Prime Minister Taro Aso, whose ruling Liberal Democratic Party is widely seen as an underdog in Sunday's balloting for the powerful lower house of parliament, called on voters to stick with his party. "Can you trust these people? It's a problem if you feel uneasy whether they can really run this country," Aso told a crowd in Oyama City, north of Tokyo, warning them against a vote for a change.
Aso said more time is needed for economic reforms aimed at pulling the country out of one of its worst slowdowns since World War II, and asked for support "so our government can accomplish our economic measures."
Rival Yukio Hatoyama, who heads the opposition Democratic Party of Japan, traveled to western Osaka to address urban voters, urging them to support change and saying they face a historic choice _ a mantra he has repeated throughout the two-week campaign and which appears to be paying off.
The two party leaders were to speak separately at opposite sides of a major Tokyo train station Saturday night, when campaigning officially ends.
Recent polls have shown the Democrats were keeping their momentum going into the final days of the campaign and were likely to win a two-thirds majority in the 480-member lower house. Polls by major newspapers, including the Mainichi and the Asahi, said Hatoyama's party is likely to win more than 320 seats, sharply higher than the 112 it held before parliament was dissolved in July. The Liberal Democrats have governed Japan since 1955 with the exception of one period of less than a year in 1993-1994. They had 300 seats in the lower house before the elections, and several polls have projected the number could plummet to 100.

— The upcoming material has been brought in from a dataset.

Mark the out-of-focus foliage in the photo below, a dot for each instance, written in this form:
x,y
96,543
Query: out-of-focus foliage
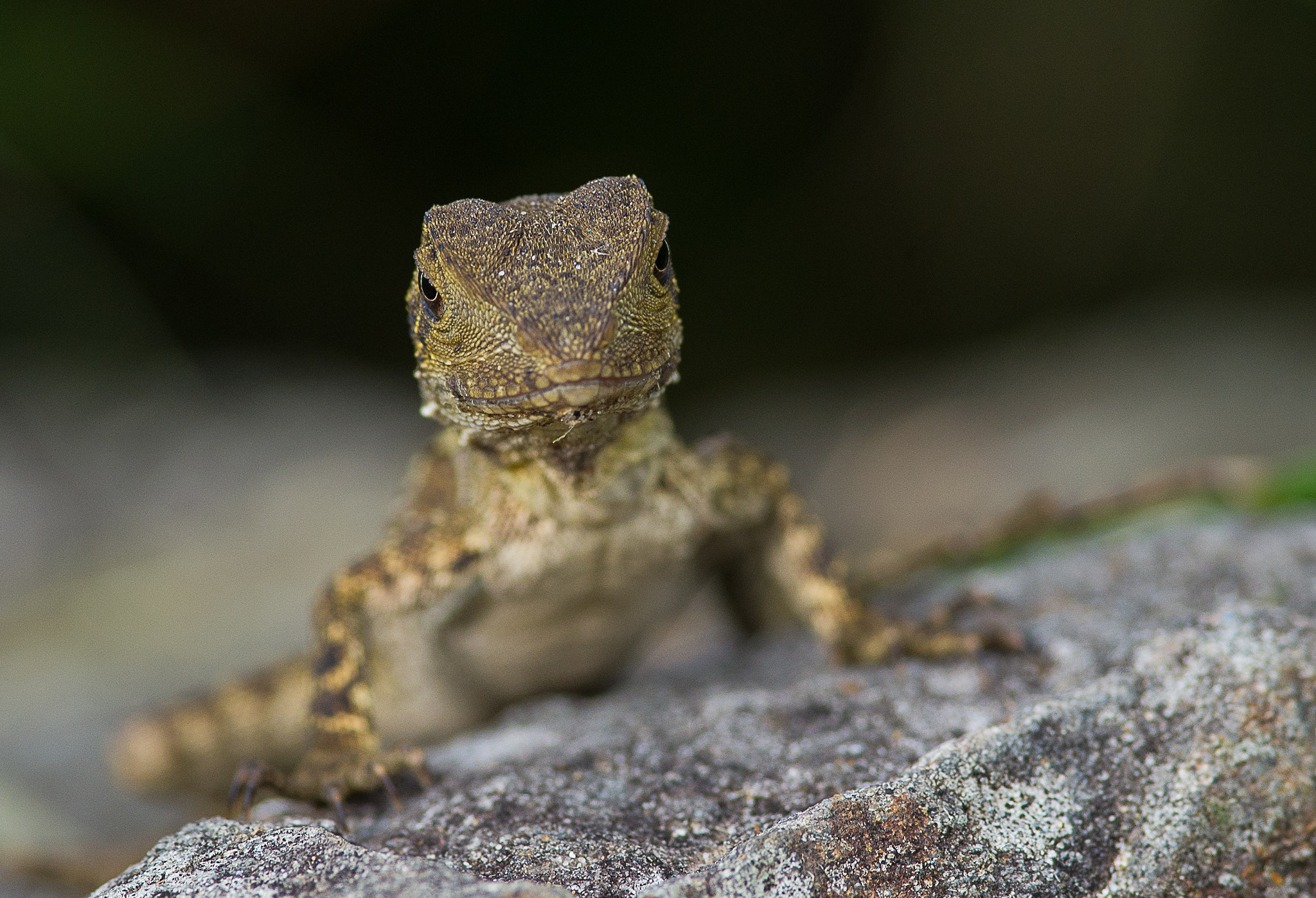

If the opposition party wins, Hatoyama will almost certainly be named Japan's next prime minister in a special session of parliament which could come in mid-September.
Japanese media have already started predicting a timeline of events, such as when a new Cabinet will be formed, on the assumption that the opposition party will be victorious.
During the campaign, the 62-year-old opposition leader appealed to voters with promises that he would cut wasteful government spending, rein in the power of the bureaucracy and put more money in consumers' pockets by holding off tax hikes that the ruling party has said are in the works.
On Japan's diplomacy, Hatoyama said he wants Japan to be more independent from the United States, Tokyo's key trading partner and military ally.
But Hatoyama, who holds a doctorate in engineering from Stanford University, insists he will not seek radical change in Japan's foreign policy, saying the US-Japan alliance would "continue to be the cornerstone of Japanese diplomatic policy."